Descriminalização do aborto

OPINIÃO - Arlette Piai

Data 14/08/2018
Horário 05:00

Só ao soletrar palavra aborto, as mulheres sentem-se tocadas. Provavelmente, nenhuma mulher do mundo possa sentir prazer ou indiferença a essa prática. Também a argumentação de que todo ser humano é senhor do seu próprio corpo podendo dele fazer o que lhe convém, é questionável. Ademais, no corpo de uma mulher grávida há possibilidade de um novo nascer, cujo destino a ela não pertence. Portanto, esse argumento é bastante frágil.

Não obstante, penso que a descriminalização do aborto é algo que deve ser polemizado, sim, e com sensibilidade. Mulheres ricas praticam-no nas melhores clínicas, com higiene, conforto e segurança. Enquanto mulheres pobres, majoritariamente as negras, morrem, pois não têm recursos para bancar uma dessas clínicas clandestinas. Colocam, então, a própria vida em risco em mãos de falsários.

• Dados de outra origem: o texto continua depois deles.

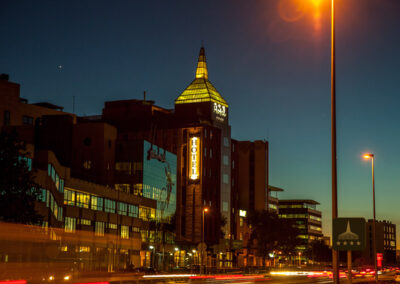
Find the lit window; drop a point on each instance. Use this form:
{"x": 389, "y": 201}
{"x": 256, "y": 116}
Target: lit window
{"x": 27, "y": 120}
{"x": 99, "y": 228}
{"x": 112, "y": 226}
{"x": 122, "y": 208}
{"x": 86, "y": 222}
{"x": 109, "y": 206}
{"x": 70, "y": 224}
{"x": 225, "y": 206}
{"x": 226, "y": 160}
{"x": 97, "y": 203}
{"x": 133, "y": 211}
{"x": 225, "y": 178}
{"x": 124, "y": 232}
{"x": 226, "y": 141}
{"x": 82, "y": 200}
{"x": 69, "y": 197}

Dados: Em países onde o aborto é legalizado, 26 milhões de mulheres praticam-no todos os anos, e aproximadamente, de 312 a 340 delas morrem por complicações.  Em lugares onde o aborto é ilegal, 20 milhões de mulheres praticam aborto e, em média, 66 mil são levadas a óbito. É difícil ficar insensível frente a essa realidade. 

Há diferença entre legalização e descriminalização do aborto. A primeira ocorre com direito legal, as mulheres são protegidas pela lei e todas as sansões, eliminadas. No caso da descriminalização, o ato não é ilícito do ponto de vista penal, ou seja, a mulher não é presa, mas pode sofrer punições administrativas como multa, por exemplo.

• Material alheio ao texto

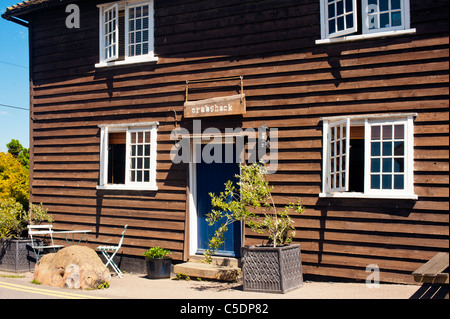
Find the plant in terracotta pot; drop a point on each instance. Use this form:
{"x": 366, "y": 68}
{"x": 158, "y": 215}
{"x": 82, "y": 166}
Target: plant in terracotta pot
{"x": 276, "y": 266}
{"x": 14, "y": 251}
{"x": 158, "y": 263}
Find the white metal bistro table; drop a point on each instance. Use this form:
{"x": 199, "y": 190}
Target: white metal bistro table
{"x": 73, "y": 232}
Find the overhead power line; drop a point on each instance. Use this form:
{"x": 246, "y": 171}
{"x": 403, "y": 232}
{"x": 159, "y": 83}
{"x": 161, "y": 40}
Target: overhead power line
{"x": 14, "y": 107}
{"x": 13, "y": 64}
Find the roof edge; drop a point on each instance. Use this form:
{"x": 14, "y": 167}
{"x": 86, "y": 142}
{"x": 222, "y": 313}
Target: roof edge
{"x": 20, "y": 9}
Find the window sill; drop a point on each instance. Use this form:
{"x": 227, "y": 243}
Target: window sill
{"x": 374, "y": 196}
{"x": 127, "y": 188}
{"x": 127, "y": 62}
{"x": 366, "y": 36}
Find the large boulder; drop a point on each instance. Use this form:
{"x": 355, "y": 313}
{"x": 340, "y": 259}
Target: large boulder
{"x": 73, "y": 267}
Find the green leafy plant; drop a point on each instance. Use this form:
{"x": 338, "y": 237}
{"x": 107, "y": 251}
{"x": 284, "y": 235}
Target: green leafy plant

A educação, com certeza, é a base de tudo e aguardamos que sejam eleitos os que priorizam, de fato, esse fator, o mais significativo para a nação brasileira. No entanto, diante dos fatos que ocorrem hoje no Brasil, não é possível a indiferença.

A seguir, cito o relato de uma anônima que praticou aborto: “O senso comum diz, entre outras coisas, que o sonho de toda mulher é ser mãe, que só nos tornamos completas quando temos filhos, que o relógio biológico sempre fala mais alto. Será? Minha reação ao ver o médico me mostrando o feto na tela durante uma ecografia (ultrassonografia) e ao ouvir o coração dele batendo foi: ‘isso não é possível’. O médico me dando parabéns e eu muito assustada. O senso comum também diz, entre outras coisas, que quem engravida é porque quis, porque não tomou cuidado. Nem sempre é assim. Eu não sabia e, para quem, como eu também não sabe, o aborto não termina aí. A dor moral e física não terminam aí. Por sorte, não tive hemorragia forte, não precisei de curetagem, não fiquei hospitalizada. No entanto, para terminar de limpar o útero precisei tomar um remédio (medicação pós-aborto) durante 3 dias. Foram 3 dias sentindo vontade de vomitar, tendo cólicas fortíssimas, sem conseguir nem andar direito; chorando quando a dor voltava. Pecadores são rápidos em julgar o pecado alheio. Também já o fui. Percebi que o julgamento é inútil quando se trata da vida alheia – quem sou eu para julgar alguém a partir dos meus valores, das minhas crenças? Do que servem minhas experiências para a vida de alguém que não sou eu? Você quer ter um filho? Eu não queria. Talvez amanhã eu queira muito ter um filho e você não. Você sabe o dia de amanhã? Algum de nós sabe? Então, por que condenar?”.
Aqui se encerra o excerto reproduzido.